Despite this, the UNSC has failed to respond effectively. Since 2013 the Council has passed 27 resolutions on humanitarian access, peace talks and chemical weapons in Syria. Several refer to the government’s responsibility to protect populations, but none have been fully implemented. Russia and China have jointly vetoed 10 draft resolutions and Russia has independently vetoed an additional 6. On 9 July the UNSC adopted Resolution 2585, extending authorization for cross-border aid for six months.
On 21 December 2016 the UN General Assembly voted to establish an International, Impartial and Independent Mechanism to assist in the investigation and prosecution of perpetrators of atrocities in Syria.

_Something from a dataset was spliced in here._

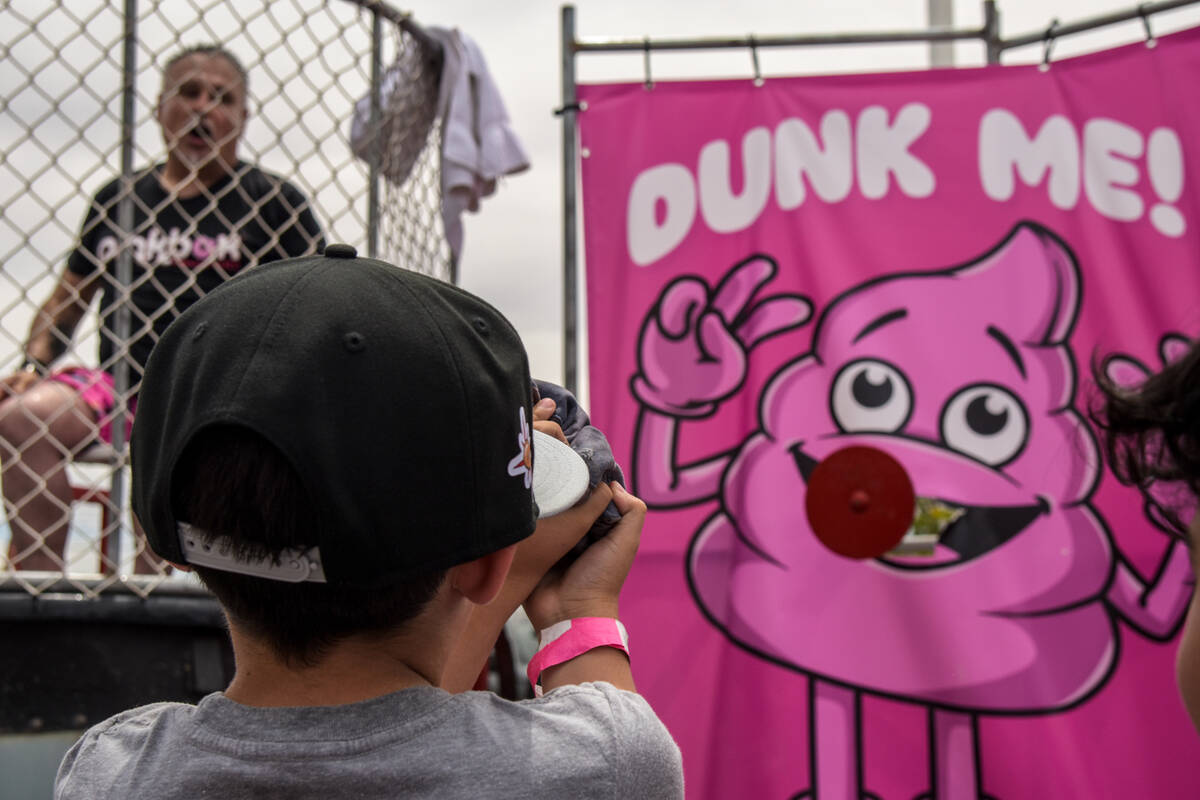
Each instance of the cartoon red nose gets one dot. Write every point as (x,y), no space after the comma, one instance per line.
(859,501)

A number of countries have also initiated domestic legal proceedings against suspected Syrian perpetrators under universal jurisdiction. The first conviction of a member of Syria’s intelligence services for complicity in crimes against humanity was delivered in Germany on 24 February 2021.
On 18 September 2020 the government of the Netherlands formally requested negotiations with the Syrian government on allegations of torture as a first step towards holding Syria accountable for violations of the UN Convention against Torture. The government of Canada issued a similar request on 4 March.
On 21 April a majority of States Parties to the Chemical Weapons Convention voted to suspend Syria’s rights and privileges under the treaty.
All parties to the conflict must uphold their obligations under international humanitarian and human rights law, including ending attacks on civilians and civilian infrastructure, and facilitate unimpeded humanitarian access to civilians trapped or displaced by fighting. A timetable for the release of all detainees and abductees should be established. All parties should also uphold the ceasefire agreements in the northwest, northeast and south.
All returns of refugees and other displaced Syrians must be in accordance with the principle of non-refoulement. Syrian authorities must ensure the protection of all returnees.
UN member states should continue to pursue accountability for alleged perpetrators of atrocities under universal jurisdiction. The UNSC must work towards the establishment of an independent international mechanism to clarify the fate and whereabouts of those missing and disappeared in Syria. The UNSC should also refer the situation in Syria to the ICC.